The idea for this article germinated as I once again struggled with our relatively new phone system. I say relatively new, because although we’ve had it in place for close to a year, I still have no real idea how to use it.

In fact, I would guess that most of our employees understand about 5% of the capabilities of the things. The phones feature LCD screens with menu options to infinity and beyond, and are graced with rows and rows of buttons, most of which remain unlabeled. And yet all the enticing features they offer to those willing to get a diploma in Business Phone 101 mostly go to waste because 95% of the time all we want to do is answer the damn phone.

If Apple were to get into the business-phone business they’d clean up.

The Apple iPad for sale.Can you imagine an iPad or iPhone-esque phone where you could actually know what it is you had to do because it would sit there, with its glorious, easy-to-use graphics, just begging you to touch it?

Has anyone ever really loved his or her business phone? Not that I’ve ever heard. But people absolutely adore their iPhones and iPads. Why can’t someone do that with business phones?

I call those who thrive on technological complication, the ones who are always demanding more features, often decrying ease of use icons and menu-driven interfaces because it slows them down, the “Intelligentsia.”

This class of people often work in IT, or are just real computer geeks who live, eat, breathe and often write about this stuff. They have a lot of influence and voice when it comes to technological innovations and products.

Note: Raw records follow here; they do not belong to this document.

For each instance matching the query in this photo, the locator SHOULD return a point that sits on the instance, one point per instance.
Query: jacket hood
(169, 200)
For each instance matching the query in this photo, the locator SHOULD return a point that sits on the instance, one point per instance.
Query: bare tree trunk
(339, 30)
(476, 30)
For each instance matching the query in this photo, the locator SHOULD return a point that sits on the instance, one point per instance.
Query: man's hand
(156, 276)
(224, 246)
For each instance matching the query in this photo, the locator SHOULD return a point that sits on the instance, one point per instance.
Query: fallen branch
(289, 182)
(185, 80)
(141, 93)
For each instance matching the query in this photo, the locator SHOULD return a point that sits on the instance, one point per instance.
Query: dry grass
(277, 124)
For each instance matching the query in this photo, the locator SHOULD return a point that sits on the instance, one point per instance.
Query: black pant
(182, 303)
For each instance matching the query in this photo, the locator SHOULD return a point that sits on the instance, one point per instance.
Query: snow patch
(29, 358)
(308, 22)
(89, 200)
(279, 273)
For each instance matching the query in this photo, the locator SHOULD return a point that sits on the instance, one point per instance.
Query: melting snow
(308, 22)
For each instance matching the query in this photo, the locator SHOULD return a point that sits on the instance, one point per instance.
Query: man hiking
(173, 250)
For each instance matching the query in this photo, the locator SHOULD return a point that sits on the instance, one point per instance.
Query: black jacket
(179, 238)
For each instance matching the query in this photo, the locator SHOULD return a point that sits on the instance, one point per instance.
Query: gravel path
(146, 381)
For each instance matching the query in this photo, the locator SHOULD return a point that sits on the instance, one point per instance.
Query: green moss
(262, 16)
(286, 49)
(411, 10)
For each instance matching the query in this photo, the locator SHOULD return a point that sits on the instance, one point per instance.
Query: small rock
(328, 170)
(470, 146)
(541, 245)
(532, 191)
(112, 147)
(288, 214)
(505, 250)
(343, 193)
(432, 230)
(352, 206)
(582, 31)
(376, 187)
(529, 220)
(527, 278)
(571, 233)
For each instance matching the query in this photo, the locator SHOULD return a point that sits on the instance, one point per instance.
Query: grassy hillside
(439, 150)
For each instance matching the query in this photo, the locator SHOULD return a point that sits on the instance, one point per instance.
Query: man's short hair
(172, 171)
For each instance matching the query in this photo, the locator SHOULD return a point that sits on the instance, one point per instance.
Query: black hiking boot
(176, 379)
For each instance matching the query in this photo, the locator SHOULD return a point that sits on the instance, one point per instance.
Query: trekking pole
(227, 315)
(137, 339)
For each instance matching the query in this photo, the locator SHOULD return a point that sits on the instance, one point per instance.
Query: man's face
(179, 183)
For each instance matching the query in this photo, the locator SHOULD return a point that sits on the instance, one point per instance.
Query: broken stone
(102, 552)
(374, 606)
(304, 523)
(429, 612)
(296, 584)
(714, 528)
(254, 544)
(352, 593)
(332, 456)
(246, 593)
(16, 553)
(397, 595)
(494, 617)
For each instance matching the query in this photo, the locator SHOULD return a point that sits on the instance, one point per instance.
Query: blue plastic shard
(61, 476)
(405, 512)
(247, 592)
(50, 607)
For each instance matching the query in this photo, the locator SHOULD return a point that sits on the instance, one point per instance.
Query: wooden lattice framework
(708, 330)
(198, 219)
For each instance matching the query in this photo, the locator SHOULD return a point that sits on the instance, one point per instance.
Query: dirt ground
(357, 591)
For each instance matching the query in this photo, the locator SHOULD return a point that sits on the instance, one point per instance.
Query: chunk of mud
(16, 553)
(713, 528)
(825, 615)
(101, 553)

They’re smart, they’re passionate, they’re opinionated… but they often work on such a different plane than “the rest of us” that they don’t always understand what all the fuss about iPhones and iPads is all about.

Apple, in producing these products for the rest of us, often ignores those people ...

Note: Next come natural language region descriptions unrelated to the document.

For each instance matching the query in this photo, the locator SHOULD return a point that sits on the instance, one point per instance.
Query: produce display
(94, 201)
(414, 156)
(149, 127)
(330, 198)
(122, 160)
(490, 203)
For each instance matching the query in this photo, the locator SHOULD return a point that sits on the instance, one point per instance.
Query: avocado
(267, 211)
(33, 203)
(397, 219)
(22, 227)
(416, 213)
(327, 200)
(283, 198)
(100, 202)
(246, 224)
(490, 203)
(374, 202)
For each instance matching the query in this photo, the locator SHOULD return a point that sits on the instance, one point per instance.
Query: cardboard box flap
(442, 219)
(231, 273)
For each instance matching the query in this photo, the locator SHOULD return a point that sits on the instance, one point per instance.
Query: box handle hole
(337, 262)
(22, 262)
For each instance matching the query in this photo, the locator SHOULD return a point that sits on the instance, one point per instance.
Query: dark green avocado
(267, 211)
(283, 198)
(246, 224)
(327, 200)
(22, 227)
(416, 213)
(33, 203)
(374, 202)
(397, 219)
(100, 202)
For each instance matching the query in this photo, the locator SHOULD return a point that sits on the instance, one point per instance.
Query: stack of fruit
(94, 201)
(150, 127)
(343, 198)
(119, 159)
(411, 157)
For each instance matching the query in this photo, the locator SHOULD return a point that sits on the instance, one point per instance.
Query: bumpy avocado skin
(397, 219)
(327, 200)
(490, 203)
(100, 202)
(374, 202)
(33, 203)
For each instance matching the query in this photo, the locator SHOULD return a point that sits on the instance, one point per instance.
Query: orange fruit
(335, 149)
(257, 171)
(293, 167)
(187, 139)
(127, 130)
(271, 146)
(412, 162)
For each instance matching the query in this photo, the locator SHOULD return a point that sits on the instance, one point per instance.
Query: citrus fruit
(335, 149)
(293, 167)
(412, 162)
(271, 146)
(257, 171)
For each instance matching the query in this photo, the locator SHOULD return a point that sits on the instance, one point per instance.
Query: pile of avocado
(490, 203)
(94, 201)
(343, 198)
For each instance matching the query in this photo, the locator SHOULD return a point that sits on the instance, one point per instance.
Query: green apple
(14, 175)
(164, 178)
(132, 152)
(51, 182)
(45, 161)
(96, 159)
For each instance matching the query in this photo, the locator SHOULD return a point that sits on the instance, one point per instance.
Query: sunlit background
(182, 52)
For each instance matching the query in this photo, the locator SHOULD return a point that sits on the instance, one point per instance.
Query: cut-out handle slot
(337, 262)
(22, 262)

... which sometimes subjects them to derision (“you mean the iPad doesn’t have a phone, camera or Intel processor in it? Pshaw! It’s a toy!”). I say, keep ignoring them Apple. It’s the reason all the iPad’s predecessors basically failed, because they were trying to be what the Intelligentsia was demanding they be.

The reason the Mac, then the iPod, then the iPhone, and then the iPad simply work, rock, and sell like hotcakes, making Apple the largest technology company in the world, is because Apple focuses on user experience. It’s as if they identify the top 90% of uses for a particular category, make easy-to-use controls for those activities, and ignore the rest.

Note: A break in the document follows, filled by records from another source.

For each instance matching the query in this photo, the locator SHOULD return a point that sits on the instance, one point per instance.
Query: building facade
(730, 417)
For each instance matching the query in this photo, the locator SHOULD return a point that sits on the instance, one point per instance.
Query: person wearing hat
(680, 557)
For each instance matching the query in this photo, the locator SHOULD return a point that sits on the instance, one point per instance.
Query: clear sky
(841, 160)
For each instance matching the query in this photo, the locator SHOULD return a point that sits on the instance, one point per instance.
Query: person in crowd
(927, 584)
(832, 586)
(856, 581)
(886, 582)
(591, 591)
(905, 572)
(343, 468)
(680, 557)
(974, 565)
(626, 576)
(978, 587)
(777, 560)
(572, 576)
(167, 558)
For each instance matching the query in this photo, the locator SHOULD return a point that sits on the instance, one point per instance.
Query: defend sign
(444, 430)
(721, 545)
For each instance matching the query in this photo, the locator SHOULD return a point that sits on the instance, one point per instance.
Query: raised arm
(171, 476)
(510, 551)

The result? The Intelligentsia complains about that last 10% ...

... while the rest of us buy the products because they actually work, they’re easy to use, and they quickly do almost all of what we need them to do because most of us don’t care much about that last 10%.

So while I think I can probably route a call on my business phone to the moon while faxing virtual documents using Pentagon-level encryption and at the same time conference-call half of Europe, all with the push of about eighteen menu options in perfect order, all I really want to do is listen to my voice mail or transfer a call. But I can’t easily do those easy things because they had to build in all that other crap we don’t use.

One day, maybe some other company will make a business phone that’s actually as easy to use as an iPad, but I kinda doubt it will be soon, because there still seems to be very few companies who “get it” like Apple does, despite Apple’s success.